Mahmood Farooqui from Delhi made a welcome return to Kolkata after over a decade, at the invitation of Kolkata Centre for Creativity, to present his Dastangoi Collective’s Dastan-e-Karn az Mahabharata. It offered a contrast to Johnny Got His Gun just a couple of weeks ago at the same venue, both solo shows underlining the pointlessness of war. Mahmood in his prologue even compared the Pandava–Kaurava conflict over territorial rights to the Partition of India and Pakistan, people living like brothers for centuries, quoting Pakistani author Intizar Husain.
He had to abbreviate his two-hour-long monologue by nearly half because of a very bad cough, but whatever we heard reinstated our earlier admiration of his storytelling in the extinct Urdu Dastango tradition that his uncle Shamsur Rahman Faruqi restored and Mahmood revived almost twenty years ago. For this production, he took up Karna’s life in the Mahabharata, primarily as per the Persian Razmnama commissioned by Akbar in translation from the Sanskrit, supplemented by Tota Ram Shayan’s Urdu verse condensation (from the 19th century, not 300 years old as stated in the KCC handout) and interspersed with passages from the Qur’an (in Arabic, of course), the Gita (Sanskrit), Ramdhari Singh Dinkar’s Hindi poem Rashmi-rathi, Shivaji Sawant’s Marathi novel Mrityunjaya and Irawati Karve’s study Yuganta.
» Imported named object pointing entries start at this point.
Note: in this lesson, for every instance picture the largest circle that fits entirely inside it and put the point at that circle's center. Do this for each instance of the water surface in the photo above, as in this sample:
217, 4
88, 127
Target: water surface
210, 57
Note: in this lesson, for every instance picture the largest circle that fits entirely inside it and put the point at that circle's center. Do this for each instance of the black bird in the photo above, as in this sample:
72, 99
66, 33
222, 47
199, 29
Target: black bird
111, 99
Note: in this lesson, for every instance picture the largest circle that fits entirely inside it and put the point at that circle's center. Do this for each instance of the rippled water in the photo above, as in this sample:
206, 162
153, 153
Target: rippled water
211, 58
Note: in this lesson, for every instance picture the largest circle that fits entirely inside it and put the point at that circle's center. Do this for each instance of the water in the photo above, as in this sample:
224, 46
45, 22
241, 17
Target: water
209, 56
Mahmood’s script itself does not include any particularly new incidents or side stories—in fact, the Razmnama too stuck quite faithfully to the Sanskrit original—except for the inexplicable interpolation that Karna, dying on Krishna’s lap (Mahmood tells me he heard this from an acharya), asked if he would attain fame equal to Arjuna’s, and Krishna responded that Karna’s name would last longer. This unbelievable sentimentalism must have come from a recent source, because Vyasa recounts the killing in the most brutal manner, Krishna leaving the battle without a second glance at Karna decapitated. Nevertheless, Mahmood’s polyglot abilities are awesome (in the lingo the young use nowadays), and even though confined to one seated position, he makes the tale memorable by his singular focus on vocal expressivity and modulation, ultimately rushing like a torrent and climbing to a crescendo in the final clash with Arjuna.
I might hazard that, contrary to Mahmood’s humanist, inclusive intention, Dastan-e-Karn az Mahabharata runs the risk of parochial majoritarian appropriation, as in: “See how he respects our epic? So should everyone.” After the show, a starry-eyed spectator came up to him, declared him “a devotee of Krishna”, and requested a selfie with him. More trivial, but also problematic given the gravity of the subject, is how KCC permitted listeners to carry and slurp coffee in cups—perhaps reminiscent of times when audiences sipped sherbet or shiraz. Maybe we should prepare for popcorn as well, to suit 21st-century multiplex tastes.